Didar hanım, siz genç ve başarılı bir psikolog olarak danışanlarınıza hizmet veriyorsunuz. Okuyucularımız için sizi daha yakından tanıyabilir miyiz?
Nişantaşı’nda Didar Bademci Psikolojik Danışmanlık Merkezi kurucusuyum. Mesleki yolculuğumda en büyük motivasyonum, insanların yaşadıkları zorlukların ardındaki içsel gücü fark etmelerine ve hayatlarını yeniden inşa edebilmelerine eşlik etmek oldu. Bireysel, çift, aile ve çocuk-ergen danışmanlığının yanı sıra psikolojik test ve değerlendirme hizmetleri de sunuyorum. Akademik alandaki üretimlerimi sosyal medya üzerinden daha geniş kitlelerle buluşturmaya özen gösteriyorum. Burada hem bilimsel bilgiyi hem de günlük yaşamdan ipuçlarını harmanlayarak insanların kendilerini daha iyi tanımalarına katkı sağlıyorum. Psikolojiye olan ilgim kadar hayatımın bir diğer vazgeçilmezi ise atlar… Binicilik, bana hem özgürlüğü hem de sabrı öğreten güçlü bir yol arkadaşı oldu. Bu yönüm mesleki bakış açıma da yansıyor; doğayla, hayvanlarla ve insanlarla kurulan bağların ruh sağlığı üzerindeki iyileştirici etkisine inanıyorum.

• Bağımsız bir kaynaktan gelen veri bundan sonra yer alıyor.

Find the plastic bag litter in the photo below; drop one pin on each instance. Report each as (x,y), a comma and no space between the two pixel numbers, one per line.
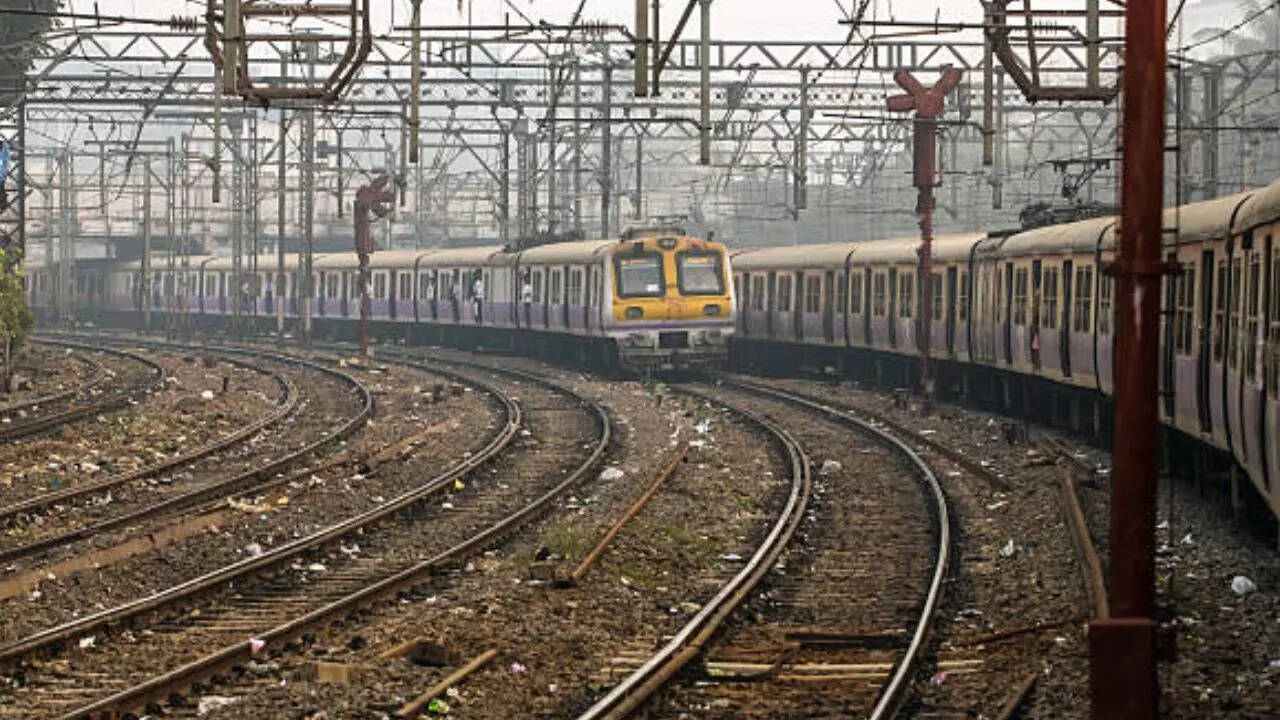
(1242,586)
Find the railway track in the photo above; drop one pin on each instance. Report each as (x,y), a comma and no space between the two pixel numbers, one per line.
(298,598)
(87,400)
(801,634)
(99,519)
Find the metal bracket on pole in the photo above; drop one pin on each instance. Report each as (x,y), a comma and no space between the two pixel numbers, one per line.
(928,105)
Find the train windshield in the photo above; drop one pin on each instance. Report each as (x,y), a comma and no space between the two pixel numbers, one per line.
(639,276)
(700,273)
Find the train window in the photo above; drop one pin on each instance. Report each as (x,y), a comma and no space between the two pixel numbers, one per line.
(936,286)
(1220,311)
(699,273)
(1234,349)
(1050,314)
(1080,319)
(1253,318)
(575,287)
(1184,309)
(812,294)
(639,274)
(1020,296)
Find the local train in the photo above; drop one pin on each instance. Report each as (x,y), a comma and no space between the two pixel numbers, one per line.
(1022,320)
(652,300)
(1027,322)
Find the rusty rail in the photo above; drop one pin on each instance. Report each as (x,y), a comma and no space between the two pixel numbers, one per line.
(636,688)
(118,399)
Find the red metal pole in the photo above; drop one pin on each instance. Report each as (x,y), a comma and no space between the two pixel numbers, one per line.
(1123,662)
(928,105)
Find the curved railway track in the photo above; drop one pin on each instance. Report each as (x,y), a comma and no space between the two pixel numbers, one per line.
(292,602)
(695,638)
(216,490)
(85,401)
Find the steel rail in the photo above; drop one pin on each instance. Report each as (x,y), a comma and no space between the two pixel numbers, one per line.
(238,654)
(96,377)
(120,399)
(286,405)
(894,692)
(639,686)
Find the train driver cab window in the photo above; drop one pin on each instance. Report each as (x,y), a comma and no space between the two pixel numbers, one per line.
(1272,347)
(1083,300)
(699,273)
(1020,296)
(639,274)
(936,285)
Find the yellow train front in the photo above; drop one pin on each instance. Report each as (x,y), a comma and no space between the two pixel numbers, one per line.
(671,301)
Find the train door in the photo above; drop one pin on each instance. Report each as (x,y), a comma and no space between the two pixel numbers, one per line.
(951,309)
(1206,333)
(772,304)
(867,306)
(798,305)
(1065,326)
(892,306)
(828,310)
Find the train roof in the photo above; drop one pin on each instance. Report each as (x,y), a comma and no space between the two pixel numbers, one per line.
(1260,209)
(568,253)
(792,256)
(1070,238)
(1207,219)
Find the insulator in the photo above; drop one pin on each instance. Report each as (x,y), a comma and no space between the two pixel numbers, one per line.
(184,22)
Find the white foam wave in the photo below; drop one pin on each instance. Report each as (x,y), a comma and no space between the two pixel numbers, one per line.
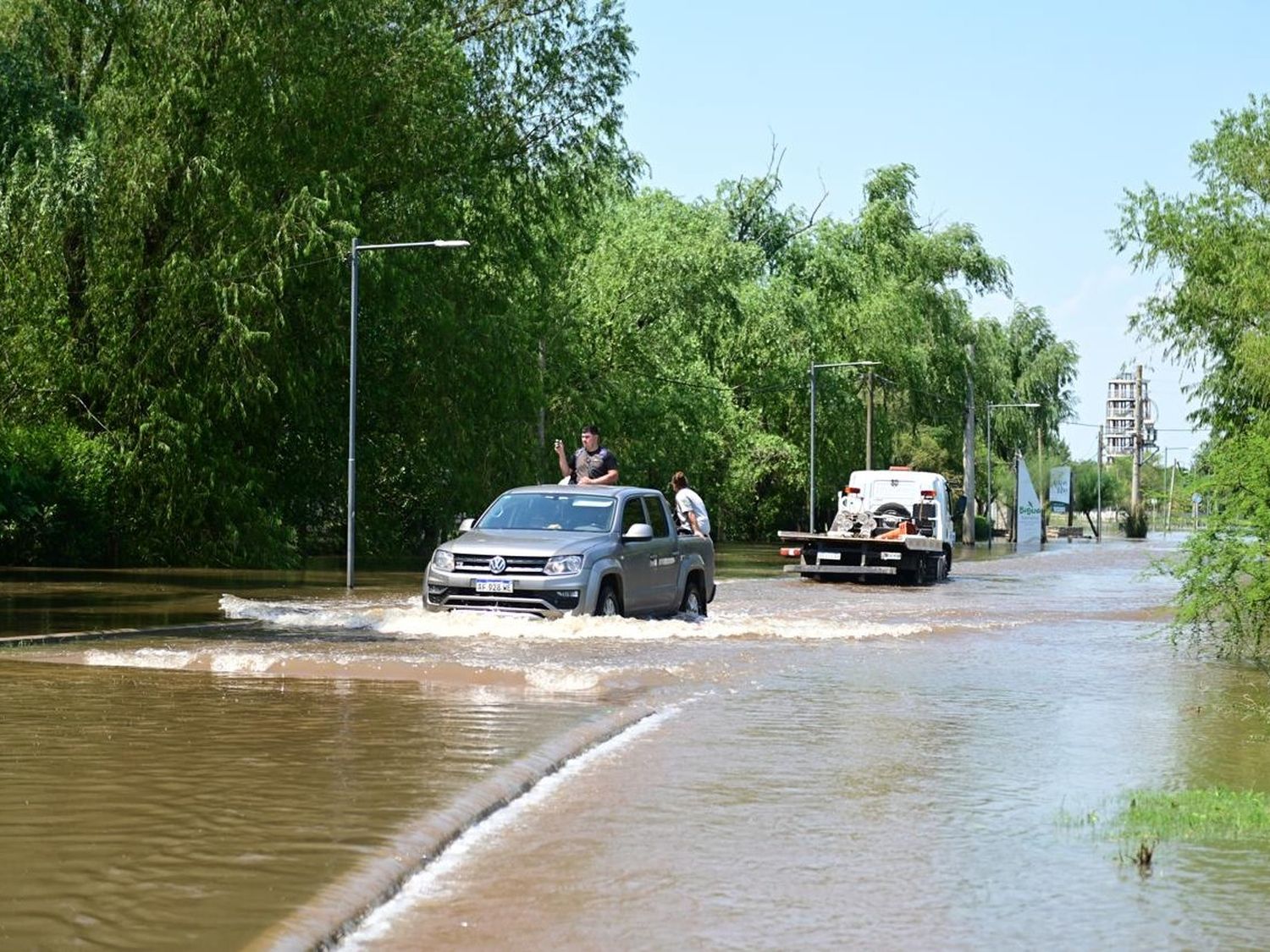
(167,659)
(431,881)
(406,619)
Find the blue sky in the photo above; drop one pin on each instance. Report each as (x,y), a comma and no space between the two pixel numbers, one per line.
(1025,121)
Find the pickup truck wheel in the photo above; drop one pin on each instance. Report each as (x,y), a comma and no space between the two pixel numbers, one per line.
(693,598)
(609,602)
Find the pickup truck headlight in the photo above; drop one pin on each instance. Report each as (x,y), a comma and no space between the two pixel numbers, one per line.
(563,565)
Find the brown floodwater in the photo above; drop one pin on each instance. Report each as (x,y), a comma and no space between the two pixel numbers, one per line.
(814,764)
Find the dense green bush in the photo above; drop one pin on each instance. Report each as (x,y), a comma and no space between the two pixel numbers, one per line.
(1135,522)
(56,504)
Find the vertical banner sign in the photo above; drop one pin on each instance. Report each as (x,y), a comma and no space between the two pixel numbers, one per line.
(1029,507)
(1059,489)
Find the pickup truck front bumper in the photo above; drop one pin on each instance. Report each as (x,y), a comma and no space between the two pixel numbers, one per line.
(546,597)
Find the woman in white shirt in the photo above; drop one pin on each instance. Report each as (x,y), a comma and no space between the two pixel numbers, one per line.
(688,509)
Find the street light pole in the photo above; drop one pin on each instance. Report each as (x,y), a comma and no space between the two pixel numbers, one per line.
(990,409)
(352,383)
(810,482)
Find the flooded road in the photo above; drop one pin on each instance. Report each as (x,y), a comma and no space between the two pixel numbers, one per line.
(812,766)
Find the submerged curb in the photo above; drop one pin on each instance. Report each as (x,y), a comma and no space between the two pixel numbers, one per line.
(340,906)
(58,637)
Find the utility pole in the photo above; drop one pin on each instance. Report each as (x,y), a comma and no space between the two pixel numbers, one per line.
(1043,482)
(968,454)
(1135,495)
(1100,484)
(869,421)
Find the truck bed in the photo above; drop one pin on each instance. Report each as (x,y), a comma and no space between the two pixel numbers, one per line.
(916,559)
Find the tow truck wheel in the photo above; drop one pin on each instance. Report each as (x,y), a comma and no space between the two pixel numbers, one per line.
(609,602)
(693,598)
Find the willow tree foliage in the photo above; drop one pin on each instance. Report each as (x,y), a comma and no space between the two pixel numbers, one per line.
(698,324)
(179,185)
(1211,311)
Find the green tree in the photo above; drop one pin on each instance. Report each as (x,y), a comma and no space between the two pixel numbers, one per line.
(1211,312)
(179,188)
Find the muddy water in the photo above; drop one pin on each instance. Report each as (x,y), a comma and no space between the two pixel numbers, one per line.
(827,766)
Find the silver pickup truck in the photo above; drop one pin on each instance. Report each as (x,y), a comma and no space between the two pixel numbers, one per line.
(573,550)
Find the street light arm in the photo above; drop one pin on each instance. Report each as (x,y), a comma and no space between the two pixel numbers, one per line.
(439,243)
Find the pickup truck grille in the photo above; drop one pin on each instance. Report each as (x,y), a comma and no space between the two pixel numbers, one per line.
(516,565)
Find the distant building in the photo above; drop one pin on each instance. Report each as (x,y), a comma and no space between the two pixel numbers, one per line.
(1122,413)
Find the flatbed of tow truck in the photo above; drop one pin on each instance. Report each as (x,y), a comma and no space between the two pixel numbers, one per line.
(916,558)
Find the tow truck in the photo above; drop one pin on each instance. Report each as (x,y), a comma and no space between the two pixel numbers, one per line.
(896,522)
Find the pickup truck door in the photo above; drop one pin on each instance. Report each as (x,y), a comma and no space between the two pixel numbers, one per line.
(637,559)
(665,558)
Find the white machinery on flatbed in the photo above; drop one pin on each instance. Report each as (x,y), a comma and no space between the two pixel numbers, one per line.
(889,522)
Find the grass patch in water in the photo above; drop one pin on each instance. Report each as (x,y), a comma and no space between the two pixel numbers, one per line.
(1214,812)
(1148,817)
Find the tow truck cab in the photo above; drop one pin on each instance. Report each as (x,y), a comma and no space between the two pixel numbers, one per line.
(901,490)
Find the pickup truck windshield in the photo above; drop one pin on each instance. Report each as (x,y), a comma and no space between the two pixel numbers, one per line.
(560,512)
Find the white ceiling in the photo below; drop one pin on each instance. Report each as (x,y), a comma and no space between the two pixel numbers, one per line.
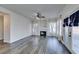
(48,10)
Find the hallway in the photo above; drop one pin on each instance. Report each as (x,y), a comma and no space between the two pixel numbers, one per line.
(36,45)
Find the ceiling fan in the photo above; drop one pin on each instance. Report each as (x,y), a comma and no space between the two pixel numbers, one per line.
(38,15)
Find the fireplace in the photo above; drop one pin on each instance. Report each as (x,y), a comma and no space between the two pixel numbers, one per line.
(43,33)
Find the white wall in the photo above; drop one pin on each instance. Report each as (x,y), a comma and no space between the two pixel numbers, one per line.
(1,28)
(19,25)
(6,28)
(67,11)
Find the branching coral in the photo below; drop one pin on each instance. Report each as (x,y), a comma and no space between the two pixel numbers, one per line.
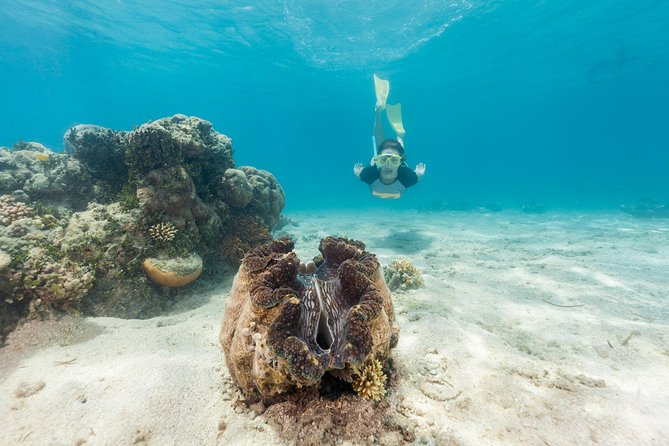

“YOĞUN İŞ TEMPOSU, DİJİTALLEŞMENİN GETİRDİĞİ SÜREKLİ ERİŞİLEBİLİRLİK HALİ VE ZAMAN BASKISI AİLE BİREYLERİNİN BİRLİKTE GEÇİRDİĞİ SÜREYİ AZALTIYOR”
Özellikle modern hayatın temposu aile ilişkilerini nasıl etkiliyor?
Modern hayatın hızlı temposu, aile ilişkilerinde hem yakınlığı hem de uzaklığı aynı anda besleyen bir etkiye sahip. Bir yandan yoğun iş temposu, dijitalleşmenin getirdiği sürekli erişilebilirlik hali ve zaman baskısı aile bireylerinin birlikte geçirdiği süreyi azaltıyor; Eskiden ortak sofralarda paylaşılan sohbetler, bugün çoğu zaman telefon ekranlarına sıkışıyor. Bu da aile ilişkilerinde duygusal mesafenin, yalnızlığın ve görünmez çatışmaların artmasına yol açıyor. Mesele modern hayatın hızı değil, bizim bu hızın içinde ‘yavaşlama cesaretini’ gösterip gösteremediğimizdir. Çünkü aile, bireyin hayatındaki en güçlü regülasyon kaynağıdır; bizi hem duygusal olarak besleyen hem de yaşamın kaosunda güvenli bir liman sunan en temel bağdır.”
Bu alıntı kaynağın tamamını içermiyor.